Si el mundo literario se rigiera por leyes humanas y no mercantiles, las palabras “secreto”, “clandestino” o “subterráneo”, tan aplicadas a la obra de Antonio Porchia, se cambiarían por el único concepto que en verdad le corresponde: íntimo. Si fuera posible enumerar cada transmisión silenciosa de sus voces, cada vida que ellas han cambiado, cada destino que han expuesto, cada conciencia que han lanzado al infinito, el término secreto a voces resultaría óptimo.
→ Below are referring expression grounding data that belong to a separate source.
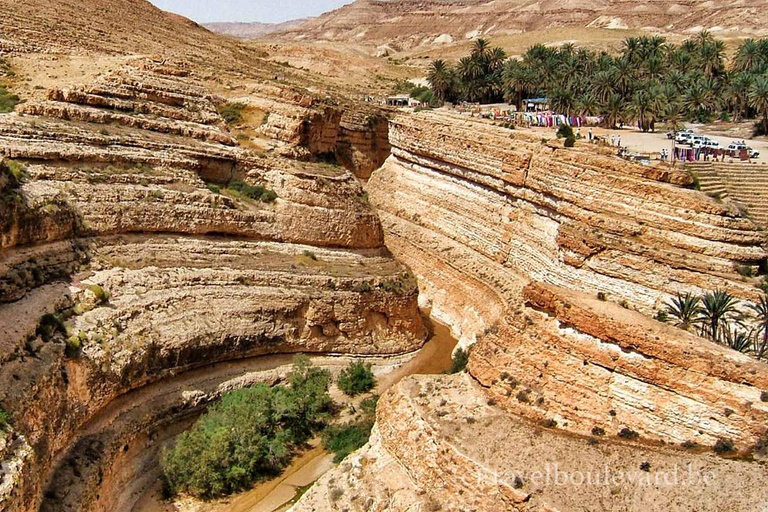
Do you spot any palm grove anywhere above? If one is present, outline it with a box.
[427,34,768,134]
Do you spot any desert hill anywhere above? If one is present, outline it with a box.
[205,19,310,40]
[278,0,768,51]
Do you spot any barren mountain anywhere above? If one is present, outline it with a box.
[280,0,768,51]
[205,19,310,40]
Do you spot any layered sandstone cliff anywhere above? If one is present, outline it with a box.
[293,111,768,512]
[0,61,426,512]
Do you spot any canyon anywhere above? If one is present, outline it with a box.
[1,1,768,512]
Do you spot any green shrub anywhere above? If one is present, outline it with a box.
[591,426,606,436]
[218,102,246,124]
[162,356,331,499]
[302,250,318,261]
[448,347,469,374]
[597,292,608,301]
[618,427,639,440]
[5,160,27,182]
[564,135,576,148]
[556,124,574,140]
[226,180,277,203]
[736,264,756,278]
[0,407,10,431]
[337,361,375,397]
[66,332,85,358]
[654,310,669,323]
[206,183,221,194]
[681,440,699,450]
[713,438,735,454]
[321,421,374,463]
[36,313,66,342]
[0,86,20,113]
[88,284,110,304]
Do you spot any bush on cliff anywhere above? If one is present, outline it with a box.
[217,102,246,124]
[0,407,11,432]
[0,87,20,113]
[448,347,469,374]
[226,180,277,203]
[337,361,376,396]
[322,395,378,463]
[161,356,332,499]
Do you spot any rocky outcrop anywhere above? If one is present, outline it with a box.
[306,110,768,512]
[0,61,426,512]
[295,374,768,512]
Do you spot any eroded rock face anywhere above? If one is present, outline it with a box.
[296,374,768,512]
[301,110,768,511]
[0,61,426,512]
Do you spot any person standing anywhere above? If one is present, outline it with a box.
[588,128,593,141]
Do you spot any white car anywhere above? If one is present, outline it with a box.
[676,132,694,144]
[690,136,707,148]
[727,142,760,158]
[704,140,720,149]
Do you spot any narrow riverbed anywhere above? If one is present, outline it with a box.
[131,314,458,512]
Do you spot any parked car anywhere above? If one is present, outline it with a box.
[727,142,760,158]
[676,132,694,144]
[667,129,692,140]
[690,136,707,148]
[704,139,720,149]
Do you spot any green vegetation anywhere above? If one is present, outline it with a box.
[665,289,768,360]
[36,313,66,342]
[427,35,768,134]
[618,427,639,440]
[322,395,378,463]
[0,407,10,432]
[302,250,318,261]
[0,86,20,113]
[88,284,110,304]
[337,361,375,396]
[448,347,469,374]
[162,356,332,499]
[206,183,221,194]
[409,84,434,104]
[226,180,277,203]
[66,332,86,358]
[217,102,246,124]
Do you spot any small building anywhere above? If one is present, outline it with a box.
[386,95,411,107]
[523,97,549,112]
[386,95,426,108]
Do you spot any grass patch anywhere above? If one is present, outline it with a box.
[321,421,374,464]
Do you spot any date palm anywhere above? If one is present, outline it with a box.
[749,75,768,135]
[665,293,702,332]
[427,59,452,104]
[750,294,768,360]
[700,290,741,342]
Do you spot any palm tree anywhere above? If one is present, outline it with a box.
[471,38,491,60]
[700,290,741,342]
[750,294,768,360]
[661,102,685,133]
[577,93,601,116]
[723,327,753,354]
[427,59,452,104]
[549,86,576,116]
[602,94,627,129]
[734,39,762,73]
[591,70,617,102]
[729,72,754,121]
[749,75,768,135]
[503,60,532,110]
[665,293,702,331]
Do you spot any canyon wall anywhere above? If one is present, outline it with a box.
[0,61,426,512]
[294,111,768,511]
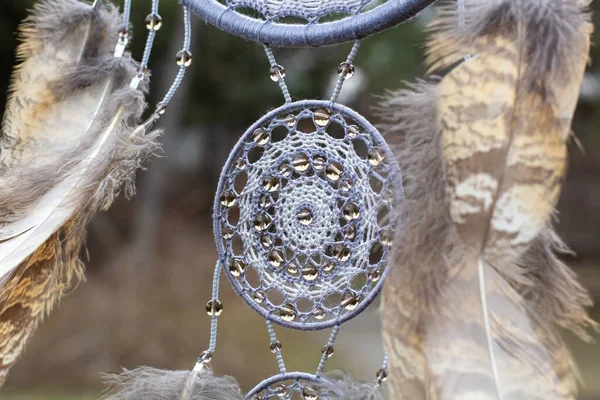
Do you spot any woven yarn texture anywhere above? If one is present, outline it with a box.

Mientras llega el momento en que la biografía de Porchia se reconozca como la de todos (es decir, la de cada uno), queda una imagen imborrable aportada por Roberto Juarroz: “Sólo a él le he escuchado la singular frase con que siempre nos despedía: Traten de estar bien. Era casi un pedido, algo así como una apelación infinitamente tierna y delicada: un llamado a nuestra posibilidad de ser a pesar de todo. Era como si nos recomendase: Hagan también lo posible, aunque persigan lo imposible. Y a veces agregaba una exhortación conmovedora, que sintetizaba de algún modo su mejor deseo y una recóndita nostalgia: Acompáñense”.